School board member Joe Martinez emailed back the following reply:
One of the most important responsibilities for educators is to develop critical thinking skills in students. “This will allow a person to come to their [sic] own conclusion. Current events are part of the basis for measuring IQ. The Middle East, Israel, Palestine and the Holocaust are on newscasts discussing current events. Teaching how to come to your [sic] own conclusion based on the facts, test your position, be able to articulate that position, then defend your belief with a lucid argument is essential to good citizenship. This thought process creates the foundation for a good education. The progression is within district board policy and also supports the district’s student inspired motto: ‘Today’s Scholars, Tomorrow’s Leaders.’

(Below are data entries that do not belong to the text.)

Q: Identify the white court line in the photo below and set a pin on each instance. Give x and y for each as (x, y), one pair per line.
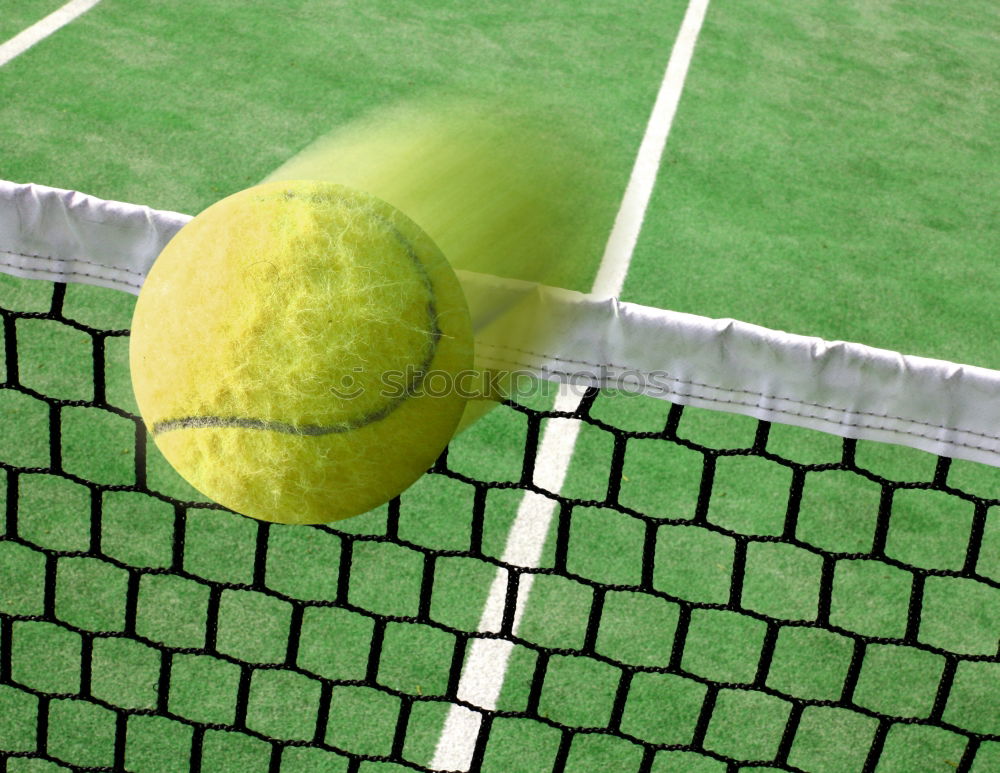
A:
(40, 30)
(486, 662)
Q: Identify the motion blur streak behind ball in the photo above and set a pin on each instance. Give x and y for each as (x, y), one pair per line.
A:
(262, 340)
(509, 188)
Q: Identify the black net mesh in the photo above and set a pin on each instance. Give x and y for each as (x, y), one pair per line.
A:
(697, 605)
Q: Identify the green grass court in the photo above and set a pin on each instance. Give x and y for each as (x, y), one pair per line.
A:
(831, 171)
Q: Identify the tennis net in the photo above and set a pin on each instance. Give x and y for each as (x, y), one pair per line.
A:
(768, 551)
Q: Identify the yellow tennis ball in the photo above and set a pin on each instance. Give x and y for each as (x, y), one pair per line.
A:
(295, 351)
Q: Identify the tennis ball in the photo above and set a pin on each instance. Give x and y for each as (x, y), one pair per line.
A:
(293, 351)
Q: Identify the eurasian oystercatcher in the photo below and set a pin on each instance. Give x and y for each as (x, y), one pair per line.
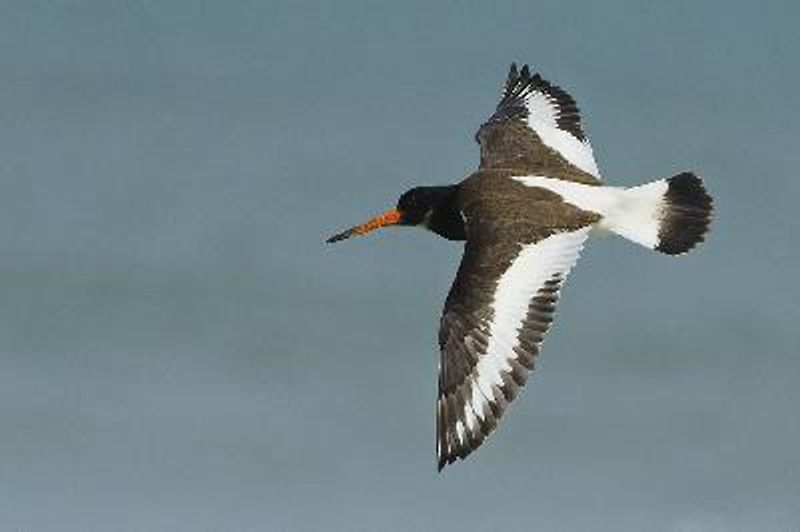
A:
(525, 215)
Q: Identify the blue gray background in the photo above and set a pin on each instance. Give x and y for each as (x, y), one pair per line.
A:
(180, 351)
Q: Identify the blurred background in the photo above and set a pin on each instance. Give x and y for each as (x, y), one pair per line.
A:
(180, 351)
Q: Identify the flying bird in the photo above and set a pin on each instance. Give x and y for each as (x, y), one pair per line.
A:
(525, 215)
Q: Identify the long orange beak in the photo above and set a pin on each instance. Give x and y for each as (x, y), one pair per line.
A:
(392, 217)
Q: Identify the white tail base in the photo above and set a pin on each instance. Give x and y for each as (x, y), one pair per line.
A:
(634, 213)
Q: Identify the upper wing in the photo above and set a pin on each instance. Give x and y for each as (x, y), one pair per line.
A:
(537, 127)
(497, 312)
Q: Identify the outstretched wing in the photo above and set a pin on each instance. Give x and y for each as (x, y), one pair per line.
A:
(498, 310)
(537, 127)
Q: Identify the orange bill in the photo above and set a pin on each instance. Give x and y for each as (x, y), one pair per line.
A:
(392, 217)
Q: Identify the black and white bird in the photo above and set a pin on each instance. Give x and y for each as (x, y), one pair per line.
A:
(525, 215)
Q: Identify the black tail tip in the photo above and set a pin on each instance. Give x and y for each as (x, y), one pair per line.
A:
(687, 214)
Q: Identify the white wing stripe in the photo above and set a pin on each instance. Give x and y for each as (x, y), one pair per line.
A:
(535, 264)
(543, 113)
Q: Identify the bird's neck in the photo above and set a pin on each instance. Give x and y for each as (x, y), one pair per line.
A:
(445, 219)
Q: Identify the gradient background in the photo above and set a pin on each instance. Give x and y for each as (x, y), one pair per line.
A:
(180, 350)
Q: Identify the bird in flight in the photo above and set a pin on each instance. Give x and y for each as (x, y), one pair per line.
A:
(525, 215)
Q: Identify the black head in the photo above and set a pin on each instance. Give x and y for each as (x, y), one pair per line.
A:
(431, 207)
(417, 205)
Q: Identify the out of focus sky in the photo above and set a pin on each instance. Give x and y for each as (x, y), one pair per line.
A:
(180, 351)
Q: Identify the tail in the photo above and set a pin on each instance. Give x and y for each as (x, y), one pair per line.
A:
(669, 215)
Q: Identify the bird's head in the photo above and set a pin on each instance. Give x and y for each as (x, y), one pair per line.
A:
(418, 206)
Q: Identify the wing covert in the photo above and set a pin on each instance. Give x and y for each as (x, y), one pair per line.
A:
(537, 127)
(498, 310)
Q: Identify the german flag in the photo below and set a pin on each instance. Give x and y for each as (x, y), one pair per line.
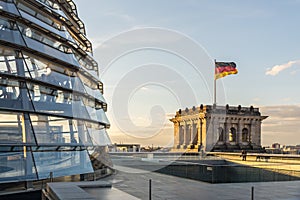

Jafri insists that Rialto Unified has received no complaints regarding the assignment. She adds:
There is no doubt the Holocaust was one of the most horrific, traumatic time-pieces in our history. We want our students to engage in developing critical thinking skills and have an in-depth perspective on the importance of the Holocaust. Although I received one email last week in reference to this subject, the district has not received any concerns about this writing prompt from any teachers, administrators or parents. However, due to its sensitive nature, we are always open to go back and examine the [writing] prompt.
Los Angeles ABC affiliate KABC reported yesterday that Jafri has received death threats. If true, that just makes an abominable situation worse.
UPDATE: The Inland Valley Daily Bulletin reports that, following numerous angry calls from parents, “administrators acknowledged the assignment was in poor taste and promised it would not be given again.”
In a prepared statement, Syeda Jafri said:
Our interim superintendent will be talking with our Educational Services Department to assure that any references to the Holocaust ‘not occurring’ will be stricken on any current or future Argumentative Research projects.